Therapies targeting a tumor's blood supply have been proposed to have an undesirable side effect: promoting metastasis. Mechanistic insights into this controversial caveat are provided by two recent papers.

Cooke et al. (Cancer Cell 21, 66–81) examined the contribution of pericytes, the cells that wrap around and support blood vessels, to cancer progression in people with and in mouse models of breast cancer. Although pericyte ablation did not affect primary tumor growth, it increased metastasis in mouse models, and lower pericyte coverage of blood vessels correlated with poor prognosis in humans with breast cancer. The authors unraveled a mechanism by which, in the absence of pericytes, tumor blood vessel function is affected, leading to decreased perfusion and hypoxia. Hypoxia-activated signaling pathways involving the oncogenic Met receptor then trigger a phenotypic adaptation that drives tumor cell invasion and metastasis. The authors also report that drugs that target pericytes through inhibition of platelet-derived growth factor receptor may help drive hypoxia-driven metastatic spread, and they suggest that combining these drugs with Met inhibitors may prevent unsought clinical complications.

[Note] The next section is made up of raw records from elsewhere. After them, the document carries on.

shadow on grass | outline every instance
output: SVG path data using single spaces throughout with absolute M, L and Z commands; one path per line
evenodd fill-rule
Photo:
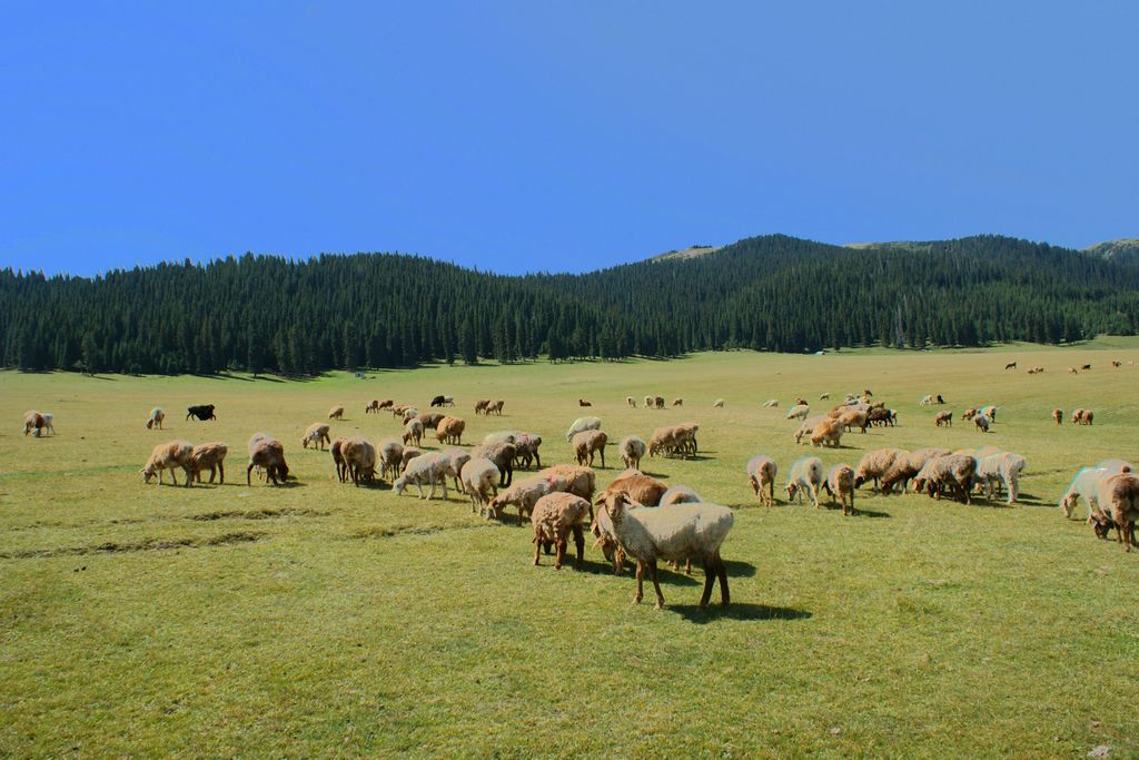
M 712 598 L 716 598 L 719 591 L 713 591 Z M 700 612 L 695 604 L 667 605 L 669 612 L 674 612 L 688 622 L 705 624 L 713 620 L 806 620 L 813 615 L 806 610 L 795 607 L 773 607 L 767 604 L 748 604 L 732 602 L 727 610 L 719 604 L 710 604 L 708 608 Z

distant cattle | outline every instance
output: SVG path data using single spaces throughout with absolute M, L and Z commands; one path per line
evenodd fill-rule
M 207 422 L 211 419 L 218 419 L 218 415 L 213 412 L 214 404 L 212 403 L 199 403 L 195 407 L 186 408 L 186 418 L 197 417 L 202 422 Z

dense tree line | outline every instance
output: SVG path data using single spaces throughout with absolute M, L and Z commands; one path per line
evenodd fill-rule
M 399 254 L 246 254 L 96 278 L 0 271 L 2 363 L 286 375 L 427 361 L 1060 343 L 1139 327 L 1139 265 L 1013 238 L 765 236 L 687 260 L 505 277 Z

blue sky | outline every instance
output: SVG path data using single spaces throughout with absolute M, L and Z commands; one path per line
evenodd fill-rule
M 1132 2 L 0 17 L 0 265 L 403 251 L 582 271 L 767 232 L 1139 236 Z

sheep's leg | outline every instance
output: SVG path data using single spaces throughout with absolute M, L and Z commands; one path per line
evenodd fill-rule
M 715 557 L 704 557 L 704 593 L 700 595 L 700 612 L 708 608 L 708 599 L 712 598 L 712 586 L 715 583 Z
M 656 577 L 656 559 L 649 563 L 648 572 L 653 579 L 653 589 L 656 591 L 656 608 L 664 610 L 664 594 L 661 593 L 661 581 Z
M 728 567 L 723 564 L 723 558 L 715 555 L 716 577 L 720 579 L 720 606 L 724 610 L 731 604 L 731 594 L 728 591 Z
M 640 604 L 640 600 L 645 598 L 642 583 L 645 581 L 645 563 L 637 559 L 637 596 L 633 597 L 633 604 Z

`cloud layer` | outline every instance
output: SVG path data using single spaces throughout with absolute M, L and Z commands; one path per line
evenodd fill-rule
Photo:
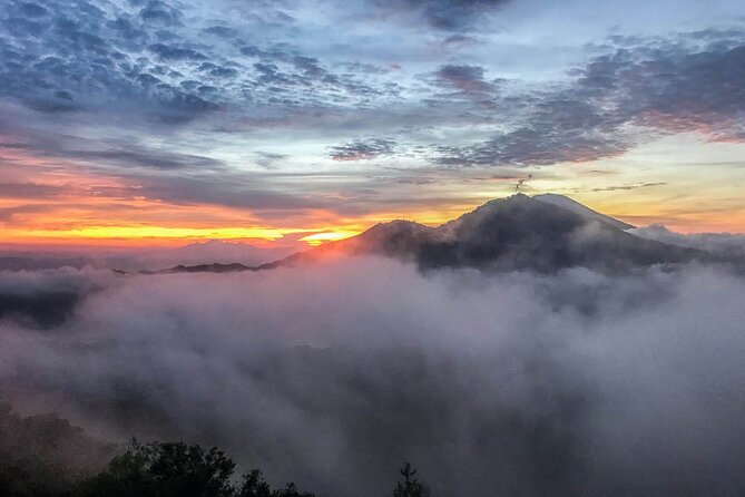
M 321 495 L 385 494 L 403 460 L 438 495 L 732 495 L 745 282 L 723 271 L 6 273 L 98 290 L 58 327 L 7 316 L 0 378 L 92 432 L 218 444 Z

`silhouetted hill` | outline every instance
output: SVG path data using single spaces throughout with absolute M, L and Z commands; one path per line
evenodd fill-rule
M 382 255 L 420 267 L 476 267 L 552 272 L 566 267 L 619 271 L 653 264 L 707 260 L 707 253 L 627 233 L 633 227 L 559 195 L 523 194 L 494 199 L 430 227 L 409 221 L 381 223 L 339 242 L 283 260 L 243 264 L 177 266 L 167 272 L 256 271 L 308 263 L 333 254 Z

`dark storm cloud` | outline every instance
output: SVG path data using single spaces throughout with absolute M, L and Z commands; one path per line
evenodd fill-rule
M 330 156 L 334 160 L 369 160 L 395 153 L 396 144 L 390 139 L 359 139 L 331 147 Z
M 513 129 L 473 146 L 440 147 L 434 160 L 449 166 L 549 165 L 618 156 L 672 133 L 745 139 L 745 33 L 707 31 L 623 42 L 574 71 L 576 79 L 565 89 L 525 95 L 518 108 L 526 117 Z M 482 76 L 473 68 L 445 74 L 443 81 L 467 88 L 479 88 Z M 645 133 L 629 133 L 629 126 Z
M 385 12 L 420 16 L 432 28 L 464 31 L 510 0 L 372 0 Z

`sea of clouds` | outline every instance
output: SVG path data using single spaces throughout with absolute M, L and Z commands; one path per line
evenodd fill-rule
M 0 273 L 0 391 L 104 440 L 217 445 L 322 496 L 745 491 L 745 277 Z M 48 315 L 51 310 L 51 315 Z

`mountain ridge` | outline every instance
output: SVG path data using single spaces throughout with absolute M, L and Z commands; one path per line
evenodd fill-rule
M 350 238 L 257 266 L 179 265 L 158 273 L 263 271 L 312 263 L 333 254 L 381 255 L 415 263 L 422 270 L 474 267 L 541 273 L 576 266 L 624 271 L 708 257 L 703 251 L 627 233 L 631 225 L 569 197 L 537 197 L 518 193 L 496 198 L 435 227 L 405 220 L 378 223 Z

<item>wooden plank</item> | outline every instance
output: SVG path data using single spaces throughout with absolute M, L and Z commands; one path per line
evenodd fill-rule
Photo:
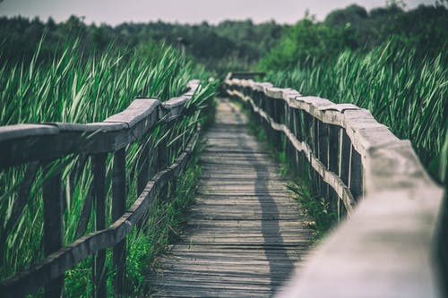
M 64 244 L 64 223 L 62 204 L 62 175 L 60 169 L 47 164 L 42 184 L 44 199 L 44 233 L 42 243 L 46 257 L 57 251 Z M 53 172 L 54 171 L 54 172 Z M 60 297 L 64 290 L 64 274 L 45 287 L 45 296 Z
M 92 157 L 93 194 L 95 202 L 96 230 L 106 228 L 106 158 L 107 154 L 101 153 Z M 100 250 L 92 260 L 93 296 L 105 298 L 107 296 L 107 268 L 106 250 Z
M 168 168 L 159 172 L 139 195 L 133 206 L 108 228 L 90 233 L 50 254 L 40 263 L 0 283 L 4 297 L 22 296 L 56 278 L 65 270 L 99 251 L 112 247 L 132 231 L 148 210 L 158 189 L 163 187 L 185 168 L 197 140 L 198 132 L 191 138 L 186 149 Z
M 280 166 L 236 125 L 246 121 L 220 100 L 205 135 L 214 147 L 200 158 L 197 205 L 150 276 L 154 296 L 271 296 L 305 255 L 310 232 Z
M 114 168 L 112 176 L 112 221 L 118 220 L 126 209 L 126 170 L 125 149 L 114 154 Z M 126 238 L 124 238 L 112 251 L 112 263 L 116 272 L 114 290 L 116 294 L 125 294 L 126 289 Z

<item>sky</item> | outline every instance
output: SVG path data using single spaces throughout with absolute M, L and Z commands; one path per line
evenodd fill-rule
M 146 22 L 161 20 L 169 22 L 216 24 L 224 20 L 254 22 L 274 20 L 294 23 L 309 10 L 317 20 L 336 8 L 350 4 L 371 9 L 384 6 L 385 0 L 0 0 L 0 15 L 39 16 L 56 21 L 72 14 L 82 16 L 88 23 L 116 25 L 124 21 Z M 435 0 L 405 0 L 408 9 L 419 4 L 433 4 Z

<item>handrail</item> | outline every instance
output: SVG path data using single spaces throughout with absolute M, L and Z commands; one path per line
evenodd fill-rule
M 314 188 L 331 196 L 332 187 L 349 213 L 280 297 L 441 296 L 432 253 L 444 191 L 409 140 L 354 105 L 252 80 L 228 79 L 224 89 L 247 104 L 271 140 L 287 139 L 287 153 L 289 146 L 304 152 Z
M 4 297 L 22 296 L 46 285 L 48 295 L 58 295 L 62 291 L 65 271 L 96 254 L 96 295 L 105 296 L 106 280 L 102 277 L 105 249 L 114 248 L 114 266 L 116 268 L 117 293 L 125 288 L 125 236 L 139 224 L 148 212 L 156 194 L 173 181 L 187 164 L 199 133 L 190 136 L 172 165 L 167 160 L 167 142 L 159 142 L 157 164 L 150 174 L 149 154 L 142 153 L 142 167 L 138 174 L 138 198 L 126 211 L 125 202 L 125 146 L 146 136 L 157 123 L 173 125 L 175 120 L 185 114 L 185 107 L 199 87 L 198 81 L 188 83 L 189 90 L 167 102 L 154 98 L 137 98 L 121 113 L 101 123 L 79 124 L 50 123 L 45 124 L 18 124 L 0 127 L 0 169 L 35 162 L 47 164 L 69 155 L 92 157 L 93 194 L 96 204 L 97 231 L 78 238 L 63 247 L 61 176 L 53 175 L 44 182 L 44 252 L 46 258 L 15 276 L 0 283 L 0 293 Z M 190 128 L 188 128 L 190 129 Z M 175 142 L 176 143 L 176 142 Z M 178 147 L 178 146 L 177 146 Z M 106 155 L 114 153 L 112 182 L 112 224 L 105 226 L 105 167 Z M 30 186 L 30 184 L 29 185 Z M 90 216 L 88 214 L 88 216 Z M 89 217 L 87 217 L 89 218 Z M 81 218 L 80 220 L 82 220 Z M 87 219 L 88 221 L 89 219 Z M 86 224 L 87 225 L 87 224 Z M 85 229 L 85 227 L 84 227 Z M 119 280 L 121 279 L 121 280 Z

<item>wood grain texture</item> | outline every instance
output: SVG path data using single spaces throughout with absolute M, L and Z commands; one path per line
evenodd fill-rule
M 220 101 L 186 231 L 147 278 L 154 297 L 270 297 L 306 253 L 305 218 L 246 123 Z
M 272 90 L 278 98 L 283 93 L 289 106 L 340 127 L 339 176 L 327 175 L 314 154 L 308 161 L 344 202 L 352 201 L 340 192 L 347 190 L 346 185 L 354 188 L 355 193 L 361 188 L 363 192 L 349 218 L 313 251 L 280 297 L 441 297 L 443 277 L 435 263 L 435 246 L 444 194 L 426 173 L 410 142 L 399 140 L 368 110 L 356 106 L 334 105 L 314 97 L 289 97 L 284 95 L 285 89 L 259 83 L 253 83 L 247 90 L 246 85 L 251 83 L 232 80 L 228 93 L 250 102 L 255 113 L 289 140 L 294 135 L 289 127 L 272 122 L 274 115 L 264 108 L 268 105 L 255 104 L 260 102 L 258 98 L 263 102 L 270 99 Z M 301 141 L 295 147 L 314 152 L 313 146 Z M 356 162 L 347 163 L 347 157 Z

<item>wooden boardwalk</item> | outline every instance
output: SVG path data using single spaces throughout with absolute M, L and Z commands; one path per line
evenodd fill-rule
M 154 297 L 272 296 L 306 253 L 298 206 L 246 123 L 220 100 L 186 231 L 149 277 Z

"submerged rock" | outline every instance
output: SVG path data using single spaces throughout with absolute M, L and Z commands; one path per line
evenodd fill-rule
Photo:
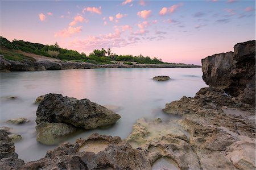
M 22 136 L 20 135 L 15 134 L 11 132 L 12 131 L 11 128 L 4 126 L 0 127 L 0 130 L 5 131 L 13 142 L 15 143 L 22 139 Z
M 255 41 L 238 43 L 234 49 L 202 59 L 203 78 L 210 86 L 255 106 Z
M 15 152 L 14 143 L 9 133 L 0 130 L 0 167 L 1 169 L 17 169 L 24 164 Z
M 13 124 L 23 124 L 26 122 L 28 122 L 30 121 L 24 118 L 15 118 L 6 121 L 7 123 Z
M 36 98 L 36 101 L 35 101 L 35 104 L 40 103 L 42 102 L 42 101 L 44 98 L 45 96 L 46 96 L 46 95 L 42 95 L 42 96 L 38 97 L 38 98 Z
M 171 79 L 171 78 L 170 78 L 169 76 L 156 76 L 153 78 L 153 80 L 155 80 L 156 81 L 167 81 L 170 79 Z
M 99 143 L 104 143 L 98 148 Z M 96 150 L 95 150 L 96 149 Z M 64 143 L 44 158 L 28 162 L 20 169 L 150 169 L 144 151 L 133 149 L 119 137 L 94 134 L 75 144 Z
M 77 128 L 62 123 L 40 123 L 36 126 L 36 140 L 47 145 L 59 143 Z
M 121 116 L 88 99 L 48 94 L 36 110 L 36 122 L 64 123 L 85 129 L 114 124 Z

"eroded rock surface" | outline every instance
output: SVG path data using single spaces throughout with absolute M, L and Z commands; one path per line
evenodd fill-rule
M 24 164 L 24 161 L 18 158 L 15 152 L 14 143 L 8 136 L 9 133 L 0 130 L 0 168 L 16 169 Z
M 6 121 L 7 123 L 13 123 L 13 124 L 23 124 L 26 122 L 28 122 L 30 120 L 24 118 L 15 118 L 13 119 L 10 119 Z
M 234 49 L 203 59 L 203 78 L 210 86 L 255 106 L 255 41 L 238 43 Z
M 153 77 L 153 80 L 159 81 L 165 81 L 170 80 L 171 78 L 170 78 L 169 76 L 156 76 Z
M 85 129 L 114 124 L 118 114 L 88 99 L 77 99 L 61 94 L 48 94 L 36 110 L 36 123 L 64 123 Z
M 98 143 L 106 147 L 96 152 L 93 148 Z M 143 151 L 133 148 L 119 137 L 94 134 L 86 139 L 77 139 L 75 144 L 64 143 L 47 152 L 44 158 L 26 163 L 21 169 L 40 168 L 147 170 L 151 165 Z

Other promalignant effects of drug-induced hypoxia are deciphered in a recent report (Proc. Natl. Acad. Sci. USA doi:10.1073/pnas.1018866109). In mice, Conley et al. show that antiangiogenic drugs targeting blood vessels can also induce hypoxia. In this case, low oxygen concentrations trigger signaling pathways that lead to the expansion of a tumor cell population with stem-like properties. These tumor-initiating cells have previously been shown to have metastatic features and may be responsible for therapeutic resistance and relapse.

Further work is needed to clarify the effects of tumor vessel-targeting drugs, but both reports support the hypothesis that one of their potential effects, hypoxia, can promote adaptations in cancers that result in increased malignancy. Perhaps making life hard for tumors may end up making them harder to kill.